Macquarie said energy-importing economies stand to benefit the most if a ceasefire leads to the reopening of the Strait of Hormuz and pushes oil prices closer to pre-conflict levels.

Markets increasingly view the reopening of Hormuz as a key condition of any extended US-Iran ceasefire, although negotiations still require approval from both US and Iranian leaders.

Even if an agreement emerges, shipping activity may take time to recover because operators could first need to remove mines from the waterway.

One proposal reportedly gives Iran 30 days to complete that process.

As traders priced in a lower risk of prolonged disruptions, crude prices retreated sharply over the past week, helping drive gains in global bond and equity markets.

The US Dollar Index has weakened only modestly since May 18, but Macquarie expects foreign-exchange markets to respond more strongly if oil prices continue falling.

Higher energy costs have already pressured major importing economies. Eurozone consumer inflation reached 3% in April from about 2% before the conflict, while preliminary data point to a reading near 3.3% in May.

With wage growth running near 2.5% on an annualized basis, rising prices have likely reduced real incomes across the euro area, even as expectations for a European Central Bank rate increase remain in place.

The United Kingdom faces similar challenges, with May composite Purchasing Managers' Index data remaining below 50 and real wage growth showing little improvement since the first quarter, according to the report.

In Japan, higher energy costs prompted the Bank of Japan to cut its 2026 growth forecast to 0.5% from 1.0% and raise its core inflation outlook to 2.8%, Macquarie said.

Japanese authorities have largely relied on foreign-exchange intervention instead of tighter monetary policy, spending about $74 million in May to support the yen against speculative pressure, the report said.

A Brookings Institution analysis suggests temporary supply buffers could largely disappear by July if Persian Gulf oil flows remain constrained.
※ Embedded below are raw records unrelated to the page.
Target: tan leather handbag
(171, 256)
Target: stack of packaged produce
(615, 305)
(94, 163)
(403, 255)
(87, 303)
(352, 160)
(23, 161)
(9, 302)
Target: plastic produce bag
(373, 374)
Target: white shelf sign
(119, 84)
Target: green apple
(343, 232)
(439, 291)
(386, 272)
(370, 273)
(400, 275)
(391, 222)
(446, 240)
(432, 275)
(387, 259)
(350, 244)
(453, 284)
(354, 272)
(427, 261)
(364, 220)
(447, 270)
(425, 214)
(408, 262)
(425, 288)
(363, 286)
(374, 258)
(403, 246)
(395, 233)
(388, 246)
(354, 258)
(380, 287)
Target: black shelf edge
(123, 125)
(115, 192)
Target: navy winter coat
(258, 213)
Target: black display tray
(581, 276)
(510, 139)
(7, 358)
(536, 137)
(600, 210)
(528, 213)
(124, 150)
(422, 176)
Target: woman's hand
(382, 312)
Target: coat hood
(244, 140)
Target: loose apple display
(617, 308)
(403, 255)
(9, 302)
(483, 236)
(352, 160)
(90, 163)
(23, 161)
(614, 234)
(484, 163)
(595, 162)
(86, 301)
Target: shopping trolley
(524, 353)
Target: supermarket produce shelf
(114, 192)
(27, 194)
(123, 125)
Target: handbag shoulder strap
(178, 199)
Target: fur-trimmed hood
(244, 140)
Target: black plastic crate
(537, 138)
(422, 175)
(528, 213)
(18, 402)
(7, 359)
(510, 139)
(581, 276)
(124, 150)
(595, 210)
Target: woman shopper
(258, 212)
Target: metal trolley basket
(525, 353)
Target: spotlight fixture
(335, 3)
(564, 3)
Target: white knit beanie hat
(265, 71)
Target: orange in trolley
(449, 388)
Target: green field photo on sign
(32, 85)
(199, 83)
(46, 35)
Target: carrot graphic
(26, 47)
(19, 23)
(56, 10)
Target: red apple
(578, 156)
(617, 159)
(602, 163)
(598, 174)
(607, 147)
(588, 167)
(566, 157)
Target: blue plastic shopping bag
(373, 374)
Under that scenario, nearly half of the roughly 15 million barrels per day that moved through Hormuz before March could be removed from the market.
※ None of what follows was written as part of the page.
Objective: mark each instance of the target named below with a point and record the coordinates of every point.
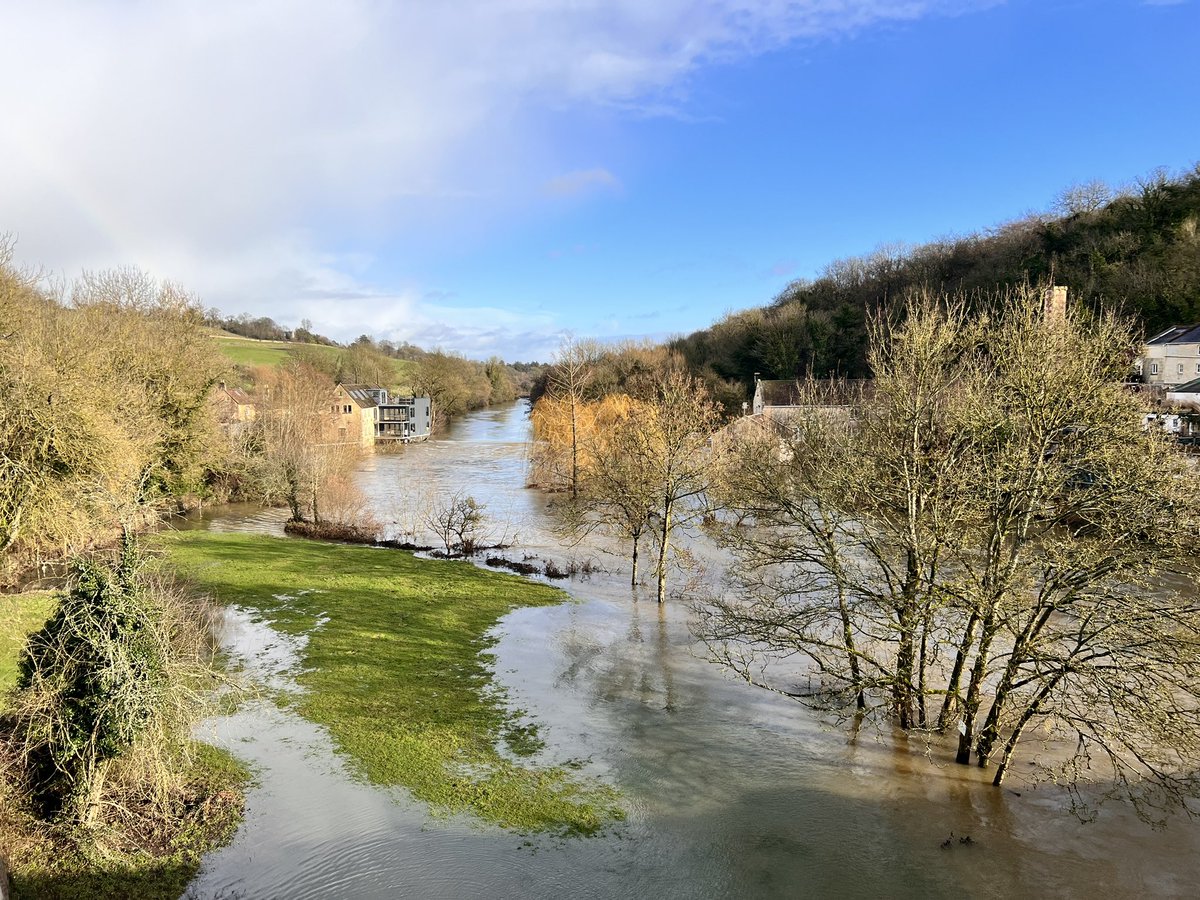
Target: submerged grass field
(21, 615)
(396, 667)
Macquarie said renewed Hormuz flows would therefore provide meaningful relief for oil-importing economies, supporting currencies such as the euro, pound and yen.
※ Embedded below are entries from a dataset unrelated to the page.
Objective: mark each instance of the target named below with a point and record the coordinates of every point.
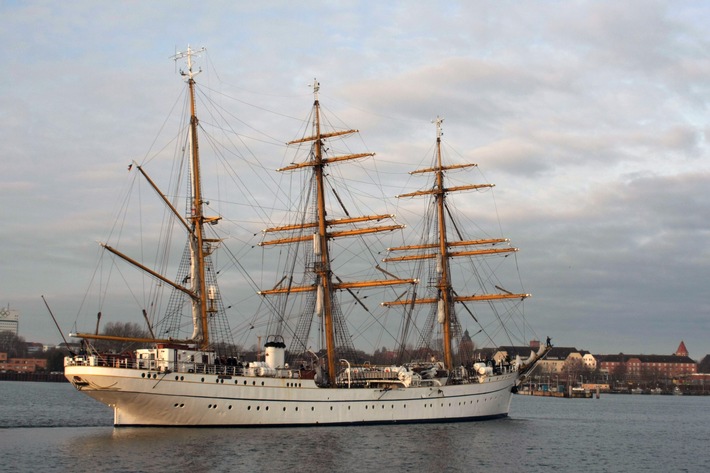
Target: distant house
(21, 365)
(664, 366)
(704, 365)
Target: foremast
(442, 251)
(200, 246)
(326, 283)
(197, 217)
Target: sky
(590, 117)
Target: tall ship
(307, 370)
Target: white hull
(150, 398)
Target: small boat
(311, 373)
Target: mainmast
(440, 251)
(323, 228)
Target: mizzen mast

Macquarie highlighted the Cleveland Federal Reserve trimmed mean inflation at 2.83% in May, up from 2.64% in March, with the monthly reading reaching 0.43%, or 5.2% annualized.

The firm cautioned that the outlook depends on lower oil prices. If crude remains elevated, the US dollar could stay firm as inflation pressures persist and the Federal Reserve leans toward keeping a tightening bias.